Le rapport entre les langues romanes et l'anglais dans le lexique scientifique
 
Le rapport entre les langues romanes et l'anglais dans le lexique scientifique

L’anglais est devenu le code de la communication scientifique au niveau international, c'est-à-dire qu’il joue un rôle semblable à celui qu’avait dans l’Antiquité le latin et le grec pour la communication entre les peuples.

Même s’il est indispensable de publier nos recherches en anglais pour les divulguer auprès de la communauté scientifique internationale, cela ne signifie pas que les langues romanes ont perdu leur importance.

Il est donc essentiel de déterminer avec précision l’utilisation de la langue nationale ou de l’anglais de manière à faire correspondre le code choisi pour la communication aux destinataires effectifs du message.
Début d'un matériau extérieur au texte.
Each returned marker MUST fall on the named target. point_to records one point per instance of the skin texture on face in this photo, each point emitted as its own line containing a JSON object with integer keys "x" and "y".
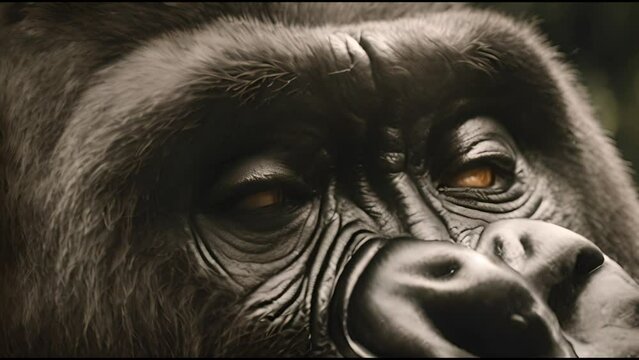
{"x": 305, "y": 179}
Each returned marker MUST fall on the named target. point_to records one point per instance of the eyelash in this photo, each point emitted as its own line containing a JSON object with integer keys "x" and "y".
{"x": 502, "y": 165}
{"x": 294, "y": 193}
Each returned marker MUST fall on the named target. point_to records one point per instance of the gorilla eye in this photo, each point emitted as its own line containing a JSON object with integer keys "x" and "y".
{"x": 477, "y": 177}
{"x": 261, "y": 199}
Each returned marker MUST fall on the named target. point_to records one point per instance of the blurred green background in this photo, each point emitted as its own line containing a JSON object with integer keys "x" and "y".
{"x": 600, "y": 40}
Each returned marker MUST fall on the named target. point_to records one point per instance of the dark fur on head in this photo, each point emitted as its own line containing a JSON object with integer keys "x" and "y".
{"x": 91, "y": 94}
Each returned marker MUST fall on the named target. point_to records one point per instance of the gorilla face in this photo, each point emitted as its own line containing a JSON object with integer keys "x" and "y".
{"x": 305, "y": 179}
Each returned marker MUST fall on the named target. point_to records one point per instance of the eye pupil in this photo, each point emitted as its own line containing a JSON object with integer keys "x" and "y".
{"x": 260, "y": 199}
{"x": 481, "y": 177}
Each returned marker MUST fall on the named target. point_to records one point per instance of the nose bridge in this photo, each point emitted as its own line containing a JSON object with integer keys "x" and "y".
{"x": 544, "y": 253}
{"x": 415, "y": 210}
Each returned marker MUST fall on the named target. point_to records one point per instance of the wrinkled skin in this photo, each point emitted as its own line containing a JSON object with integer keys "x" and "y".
{"x": 305, "y": 179}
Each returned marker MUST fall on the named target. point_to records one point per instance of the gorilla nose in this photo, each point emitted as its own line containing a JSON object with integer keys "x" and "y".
{"x": 406, "y": 297}
{"x": 552, "y": 258}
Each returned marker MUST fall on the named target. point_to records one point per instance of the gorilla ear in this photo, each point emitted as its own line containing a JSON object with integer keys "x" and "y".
{"x": 11, "y": 13}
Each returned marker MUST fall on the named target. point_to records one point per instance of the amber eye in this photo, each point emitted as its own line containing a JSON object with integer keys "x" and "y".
{"x": 260, "y": 199}
{"x": 479, "y": 177}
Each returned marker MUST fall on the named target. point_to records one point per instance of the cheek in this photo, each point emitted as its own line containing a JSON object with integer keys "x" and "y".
{"x": 245, "y": 256}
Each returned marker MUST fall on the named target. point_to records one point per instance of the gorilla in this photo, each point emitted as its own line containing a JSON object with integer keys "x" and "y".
{"x": 305, "y": 179}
Récemment, en février 2003, un important congrès international s’est déroulé en Italie, à Florence, pour tenter d’établir les rapports entre la langue nationale et l’anglais. Le congrès a été organisé par l’Accademia della Crusca (Académie de la Crusca), qui est actuellement la plus haute institution linguistique italienne, et par l’Accademia Nazionale delle Scienze (Académie Nationale des Sciences).

On y a conclu que la langue anglaise doit servir à la communication internationale et que la langue nationale est nécessaire quand on s’adresse à un auditoire local ou national. Cette définition est particulièrement importante. Elle permet de dessiner des lignes directrices précises à suivre si l’on souhaite être lus et par conséquent connus.
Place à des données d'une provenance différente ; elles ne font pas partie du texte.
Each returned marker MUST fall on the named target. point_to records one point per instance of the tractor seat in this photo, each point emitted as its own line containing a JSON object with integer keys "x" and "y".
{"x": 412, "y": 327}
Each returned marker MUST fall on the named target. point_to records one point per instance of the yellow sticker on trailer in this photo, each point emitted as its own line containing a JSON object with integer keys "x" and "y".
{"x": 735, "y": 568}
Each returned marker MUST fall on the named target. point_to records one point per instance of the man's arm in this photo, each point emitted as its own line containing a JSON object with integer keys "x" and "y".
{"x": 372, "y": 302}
Tout d’abord, il faut savoir exactement à qui l’on s’adresse et qui reçoit notre message, c'est-à-dire connaître le créneau. Se tromper de code engendre l’incommunicabilité.

Citons l’exemple des revues scientifiques:

  • Si l’on diffuse une publication au niveau international, c’est à dire qu’elle sera lue dans le monde entier, il est opportun de la traduire en anglais: c’est le seul moyen de se faire connaître.

  • Si en revanche la publication ou la revue est destinée à un public local, on doit utiliser la langue nationale. On commettrait une erreur si l’on utilisait l’anglais car on risquerait de perdre les lecteurs nationaux qui ne savent pas l’anglais. Suivant ces indications, quand on développe des comptes-rendus lors de congrès internationaux dans des pays non anglophones, la majorité du public présent ne parle pas anglais; il faudra donc développer des comptes-rendus dans la langue propre, prévoir la double traduction (en anglais et, pour ce qui nous concerne, dans une langue romane) sur les diapositives et les affiches. En revanche, les actes devront être publiés en anglais, car, vu qu’il s’agit d’un congrès international, ils seront destinés à un public multilingue et l’anglais est le seul code commun de communication.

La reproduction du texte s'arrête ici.